The Irish foreign minister has expressed concern after the trial of an Irishman, who was been imprisoned in Egypt for more than three years, has been adjourned again.
Ibrahim Halawa, 20, the son of Ireland's most senior Muslim cleric, was arrested during anti-government protests in Cairo in August 2013.
He was due in court on Saturday.
Irish Foreign Minister Charlie Flanagan said his priority was to see Mr Halawa return to Ireland as soon as possible.
Mr Halawa was due to appear along with 463 others, charged with inciting violence, rioting and sabotage relating to the protests in Cairo.
Mr Flanagan said: "Our understanding is that the trial has been adjourned until 13 December as a number of the defendants were not present in the court. This is linked to heightened security concerns in Cairo, following planned protests in recent days."
The minister said the Irish Ambassador to Egypt, Damien Cole, led an embassy observer team at the hearing on Saturday and said officials from the embassy had attended all hearings to date.
Mr Flanagan said the Irish government would continue to use "every possible opportunity to underline our concerns" about this case to the Egyptian authorities, both "bilaterally and with the EU and other partners".
"Ibrahim's lawyers have submitted an application for his return to Ireland under Egypt's Decree 140 Law, and the government is giving this initiative its full support," he said.
"The Taoiseach [Irish prime minister] has been in direct contact with President al-Sisi asking him to give positive consideration to the Decree 140 application. I have had a number of contacts with my Egyptian counterpart, Foreign Minister Sameh Shoukry, endorsing the application for Ibrahim's immediate release.
"I discussed the case with Minister Shoukry most recently on November 1st, when I once again repeated our call for this citizen's immediate return to Ireland."
Mr Flanagan said "in light of today's developments", the Irish government would be pursuing further contacts at the highest levels with Egypt to address Mr Halawa's continued detention and to again call for his immediate return to Ireland.
"I want to reaffirm the government's and my own personal commitment to secure Ibrahim Halawa's return to Ireland as soon as possible and we will be continuing to examine and explore all possible options for action that can help to achieve that objective," he added.
Mr Halawa's solicitor, Darragh Mackin, said it was "deeply disappointing" but "entirely unsurprising" that his trial had been adjourned again.
"This is indicative of the fact that Ibrahim cannot get a fair trial, and therefore it makes the outstanding application for a presidential decree even more important," he said.
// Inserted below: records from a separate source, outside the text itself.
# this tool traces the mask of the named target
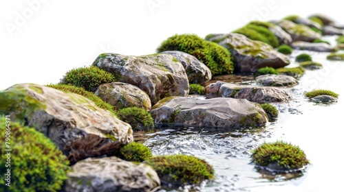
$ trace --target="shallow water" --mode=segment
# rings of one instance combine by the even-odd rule
[[[334,39],[327,37],[332,43]],[[290,56],[290,67],[298,66],[294,57],[301,53],[310,54],[323,68],[306,70],[298,85],[282,88],[293,99],[272,104],[279,111],[274,122],[239,130],[164,128],[146,134],[144,144],[154,155],[184,154],[208,161],[215,169],[216,179],[202,191],[340,191],[344,173],[340,160],[344,145],[341,121],[344,62],[327,60],[328,53],[295,51]],[[304,92],[318,88],[338,93],[338,101],[315,103],[303,96]],[[299,145],[310,165],[299,173],[277,176],[255,168],[251,150],[264,141],[277,140]]]

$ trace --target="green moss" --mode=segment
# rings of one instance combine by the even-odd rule
[[[256,25],[255,23],[248,23],[233,32],[243,34],[252,40],[264,42],[272,47],[277,47],[279,45],[277,37],[272,32],[266,27]]]
[[[158,52],[180,51],[193,55],[203,62],[213,75],[232,73],[233,58],[224,47],[193,34],[175,35],[162,43]]]
[[[200,84],[190,84],[190,91],[191,94],[204,94],[204,87]]]
[[[303,67],[297,67],[292,68],[282,67],[282,68],[279,68],[276,70],[279,74],[292,76],[295,78],[298,78],[302,76],[305,72],[305,69],[303,69]]]
[[[0,184],[5,190],[2,191],[56,191],[61,189],[71,169],[67,157],[49,138],[34,128],[6,119],[5,116],[0,116],[0,131],[3,141],[0,145]],[[6,131],[10,132],[10,137],[6,137]],[[10,148],[6,146],[6,138],[10,139],[8,141]],[[10,167],[5,163],[8,162],[6,156],[8,152],[5,151],[8,149],[12,149]],[[8,169],[10,169],[10,187],[5,186]]]
[[[292,48],[288,45],[281,45],[277,47],[277,51],[286,55],[289,55],[292,53]]]
[[[309,163],[298,146],[283,141],[263,143],[252,151],[251,158],[259,166],[277,163],[281,167],[300,169]]]
[[[129,123],[133,130],[150,130],[154,126],[151,114],[143,108],[125,108],[120,110],[118,114],[120,119]]]
[[[130,143],[120,149],[118,157],[129,161],[142,162],[153,157],[151,149],[143,144]]]
[[[321,95],[328,95],[336,98],[338,98],[338,94],[329,90],[324,89],[316,89],[312,91],[306,92],[305,96],[308,98],[313,98],[314,97]]]
[[[329,60],[344,60],[344,53],[330,53],[326,58]]]
[[[67,71],[61,82],[64,84],[83,87],[86,91],[94,92],[99,85],[115,81],[115,77],[111,73],[97,67],[91,66],[74,69]]]
[[[307,53],[301,53],[295,59],[297,62],[311,61],[312,57]]]
[[[264,67],[258,69],[258,70],[255,73],[255,76],[259,76],[261,75],[266,75],[266,74],[276,74],[278,75],[279,73],[276,69],[273,67]]]
[[[212,166],[194,156],[183,154],[158,156],[147,160],[145,163],[153,167],[163,183],[200,184],[203,180],[215,178]]]
[[[279,115],[279,110],[277,108],[270,104],[260,104],[261,107],[264,110],[265,112],[270,114],[272,117],[277,117]]]
[[[111,105],[105,102],[102,100],[102,99],[96,96],[93,93],[85,91],[83,88],[77,87],[72,85],[66,85],[66,84],[49,84],[46,85],[46,86],[49,86],[51,88],[54,88],[60,91],[62,91],[65,93],[76,93],[80,95],[84,96],[85,97],[89,99],[92,101],[97,106],[105,109],[106,110],[109,111],[114,116],[117,116],[117,112],[116,112],[115,108]],[[71,98],[72,99],[72,98]]]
Mr Mackin said he had been in contact with the Irish department of foreign affairs and the taoiseach's office to "ensure that urgent action is taken to ensure that maximum pressure is brought to bear in the resolution of the outstanding decree".
Three months ago, Egypt rejected a call from the Irish government for the immediate release of Mr Halawa, whose family live in Dublin, under presidential decree.
The Egyptian government has also rejected allegations by the United Nations about his treatment in prison.
Mr Halawa's trial has now been postponed 16 times.
Earlier this month, Amnesty International held a vigil at Stormont to show support for a campaign calling for Mr Halawa's immediate release.
Mr Halawa's sister, Khadija, attended and called on the Irish government to do more to put pressure on the Egyptian authorities to release her brother.
The family has denied claims that Mr Halawa is a member of the Muslim Brotherhood, Egypt's oldest and largest Islamist organisation.
The Egyptian government has declared it a terrorist group, a claim the organisation rejects.
More than 1,000 people have been killed and 40,000 are believed to have been jailed since President Abdul Fattah al-Sisi led the military's overthrow of Mohammed Morsi, Egypt's first democratically elected head of state, in 2013.